# Multiple Linear Regression Model

Given a data set $\{y_i,\, x_{i1}, \ldots, x_{ip}\}_{i=1}^n$ of n statistical units, a linear regression model assumes that the relationship between the dependent variable yi and the p-vector of regressors xi is linear. This relationship is modelled through a disturbance term or error variable εi — an unobserved random variable that adds noise to the linear relationship between the dependent variable and regressors.

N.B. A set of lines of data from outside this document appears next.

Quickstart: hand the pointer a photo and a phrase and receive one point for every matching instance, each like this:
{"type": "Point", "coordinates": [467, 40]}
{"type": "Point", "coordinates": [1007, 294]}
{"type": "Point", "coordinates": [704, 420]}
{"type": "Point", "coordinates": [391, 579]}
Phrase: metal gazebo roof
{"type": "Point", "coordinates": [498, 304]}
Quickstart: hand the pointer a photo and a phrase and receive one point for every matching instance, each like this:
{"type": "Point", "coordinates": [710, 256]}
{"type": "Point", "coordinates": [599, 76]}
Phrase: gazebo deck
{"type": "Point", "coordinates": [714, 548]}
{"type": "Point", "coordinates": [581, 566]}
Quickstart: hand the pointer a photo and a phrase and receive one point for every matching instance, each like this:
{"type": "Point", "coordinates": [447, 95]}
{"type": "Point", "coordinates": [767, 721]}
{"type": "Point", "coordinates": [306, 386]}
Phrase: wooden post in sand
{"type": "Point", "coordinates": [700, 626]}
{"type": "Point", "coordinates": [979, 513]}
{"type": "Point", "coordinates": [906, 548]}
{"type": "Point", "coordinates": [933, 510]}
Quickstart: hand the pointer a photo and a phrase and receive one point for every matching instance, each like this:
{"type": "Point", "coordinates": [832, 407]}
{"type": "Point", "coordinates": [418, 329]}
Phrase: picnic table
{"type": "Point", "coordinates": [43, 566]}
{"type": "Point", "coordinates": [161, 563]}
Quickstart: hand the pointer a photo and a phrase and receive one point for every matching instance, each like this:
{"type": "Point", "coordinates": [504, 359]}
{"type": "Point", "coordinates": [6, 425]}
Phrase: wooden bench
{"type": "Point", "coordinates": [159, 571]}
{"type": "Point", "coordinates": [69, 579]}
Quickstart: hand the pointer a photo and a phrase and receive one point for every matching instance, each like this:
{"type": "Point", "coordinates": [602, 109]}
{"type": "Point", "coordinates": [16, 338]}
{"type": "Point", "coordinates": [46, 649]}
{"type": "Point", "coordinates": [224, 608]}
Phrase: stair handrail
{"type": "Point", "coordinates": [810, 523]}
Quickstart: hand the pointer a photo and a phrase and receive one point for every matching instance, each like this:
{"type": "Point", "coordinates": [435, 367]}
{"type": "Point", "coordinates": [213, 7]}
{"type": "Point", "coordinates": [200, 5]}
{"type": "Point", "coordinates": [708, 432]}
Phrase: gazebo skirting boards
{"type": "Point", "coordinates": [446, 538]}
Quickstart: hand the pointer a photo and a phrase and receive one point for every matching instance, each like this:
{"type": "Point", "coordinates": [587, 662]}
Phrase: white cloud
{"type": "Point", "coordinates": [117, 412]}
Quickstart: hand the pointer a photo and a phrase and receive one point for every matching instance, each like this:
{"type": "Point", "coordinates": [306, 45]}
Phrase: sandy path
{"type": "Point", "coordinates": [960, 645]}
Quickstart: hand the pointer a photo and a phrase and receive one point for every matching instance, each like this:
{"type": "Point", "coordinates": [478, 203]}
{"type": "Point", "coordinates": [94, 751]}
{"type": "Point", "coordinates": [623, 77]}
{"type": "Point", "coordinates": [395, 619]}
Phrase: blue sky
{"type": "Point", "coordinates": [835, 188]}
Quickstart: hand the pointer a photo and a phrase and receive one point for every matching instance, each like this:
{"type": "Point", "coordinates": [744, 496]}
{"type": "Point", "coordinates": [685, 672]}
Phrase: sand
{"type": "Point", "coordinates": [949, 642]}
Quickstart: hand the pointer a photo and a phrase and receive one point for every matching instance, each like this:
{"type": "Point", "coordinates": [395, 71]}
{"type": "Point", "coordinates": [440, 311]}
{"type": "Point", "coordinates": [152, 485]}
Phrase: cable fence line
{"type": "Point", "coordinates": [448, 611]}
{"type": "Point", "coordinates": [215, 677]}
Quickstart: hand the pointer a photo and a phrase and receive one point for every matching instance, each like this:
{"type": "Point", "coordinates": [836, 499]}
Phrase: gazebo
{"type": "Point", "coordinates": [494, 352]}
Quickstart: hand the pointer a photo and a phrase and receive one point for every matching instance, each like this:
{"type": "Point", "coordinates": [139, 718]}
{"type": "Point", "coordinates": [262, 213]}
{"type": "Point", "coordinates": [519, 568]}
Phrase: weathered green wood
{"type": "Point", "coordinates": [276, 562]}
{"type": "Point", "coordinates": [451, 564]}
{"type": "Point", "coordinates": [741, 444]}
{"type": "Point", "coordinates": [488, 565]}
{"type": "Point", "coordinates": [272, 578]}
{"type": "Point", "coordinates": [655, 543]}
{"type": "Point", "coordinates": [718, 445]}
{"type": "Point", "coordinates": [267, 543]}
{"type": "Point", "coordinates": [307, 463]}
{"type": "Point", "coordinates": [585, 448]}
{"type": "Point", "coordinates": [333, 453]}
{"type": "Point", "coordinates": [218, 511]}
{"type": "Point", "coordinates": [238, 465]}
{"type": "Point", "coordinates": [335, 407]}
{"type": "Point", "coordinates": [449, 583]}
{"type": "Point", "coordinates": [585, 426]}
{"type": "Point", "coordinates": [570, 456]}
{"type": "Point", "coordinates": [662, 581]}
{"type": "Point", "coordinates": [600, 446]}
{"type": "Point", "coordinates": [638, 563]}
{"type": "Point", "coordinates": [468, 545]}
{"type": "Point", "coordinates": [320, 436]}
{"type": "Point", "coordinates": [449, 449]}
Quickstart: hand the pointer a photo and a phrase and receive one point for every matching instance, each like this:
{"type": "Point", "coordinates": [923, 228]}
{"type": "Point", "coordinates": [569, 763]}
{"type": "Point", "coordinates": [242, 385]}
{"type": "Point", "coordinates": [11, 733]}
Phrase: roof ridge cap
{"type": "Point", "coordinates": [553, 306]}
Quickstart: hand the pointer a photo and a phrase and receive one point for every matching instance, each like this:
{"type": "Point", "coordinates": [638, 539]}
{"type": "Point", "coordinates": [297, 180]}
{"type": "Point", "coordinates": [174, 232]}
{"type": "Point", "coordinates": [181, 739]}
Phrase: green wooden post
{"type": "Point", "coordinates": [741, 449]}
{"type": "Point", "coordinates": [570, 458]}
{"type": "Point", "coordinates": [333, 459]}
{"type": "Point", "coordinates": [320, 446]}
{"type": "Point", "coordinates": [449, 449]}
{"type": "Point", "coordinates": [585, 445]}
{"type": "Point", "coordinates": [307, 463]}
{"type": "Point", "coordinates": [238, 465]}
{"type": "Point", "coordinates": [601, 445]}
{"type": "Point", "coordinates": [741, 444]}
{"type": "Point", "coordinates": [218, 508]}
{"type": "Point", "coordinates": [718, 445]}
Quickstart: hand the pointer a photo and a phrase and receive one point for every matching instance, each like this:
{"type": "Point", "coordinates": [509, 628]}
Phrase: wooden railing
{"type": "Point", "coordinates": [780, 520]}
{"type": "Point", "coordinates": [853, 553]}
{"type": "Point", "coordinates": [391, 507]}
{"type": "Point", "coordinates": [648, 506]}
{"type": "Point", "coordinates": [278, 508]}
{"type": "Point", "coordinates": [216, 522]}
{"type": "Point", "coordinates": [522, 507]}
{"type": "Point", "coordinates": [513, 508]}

The MLR is described as follow:

$$y_i = \beta_1 x_{i1} + \cdots + \beta_p x_{ip} + \varepsilon_i = \mathbf{x}^{\rm T}_i\boldsymbol\beta + \varepsilon_i, \qquad i = 1, \ldots, n,$$

Where:

• $\mathbf{x}^{\rm T}_i$ is the transpose matrix

Often these n equations are stacked together and written in vector form as

$$\mathbf{y} = \mathbf{X}\boldsymbol\beta + \boldsymbol\varepsilon, \,$$

$$\mathbf{y} = \begin{pmatrix} y_1 \\ y_2 \\ \vdots \\ y_n \end{pmatrix}, \quad \mathbf{X} = \begin{pmatrix} \mathbf{x}^{\rm T}_1 \\ \mathbf{x}^{\rm T}_2 \\ \vdots \\ \mathbf{x}^{\rm T}_n \end{pmatrix} = \begin{pmatrix} x_{11} & \cdots & x_{1p} \\ x_{21} & \cdots & x_{2p} \\ \vdots & \ddots & \vdots \\ x_{n1} & \cdots & x_{np} \end{pmatrix}, \quad \boldsymbol\beta = \begin{pmatrix} \beta_1 \\ \beta_2 \\ \vdots \\ \beta_p \end{pmatrix}, \quad \boldsymbol\varepsilon = \begin{pmatrix} \varepsilon_1 \\ \varepsilon_2 \\ \vdots \\ \varepsilon_n \end{pmatrix}.$$

Remarks

1. $y_i\,$ is called the regressand, response variable, measured variable, or dependent variable (see dependent and independent variables.)
2. $\mathbf{x}_i\,$ are called regressors, exogenous variables, explanatory variables, covariates, input variables, predictor variables, or independent variables (see dependent and independent variables, but not to be confused with independent random variables).
3. Usually a constant is included as one of the regressors which is called the intercept.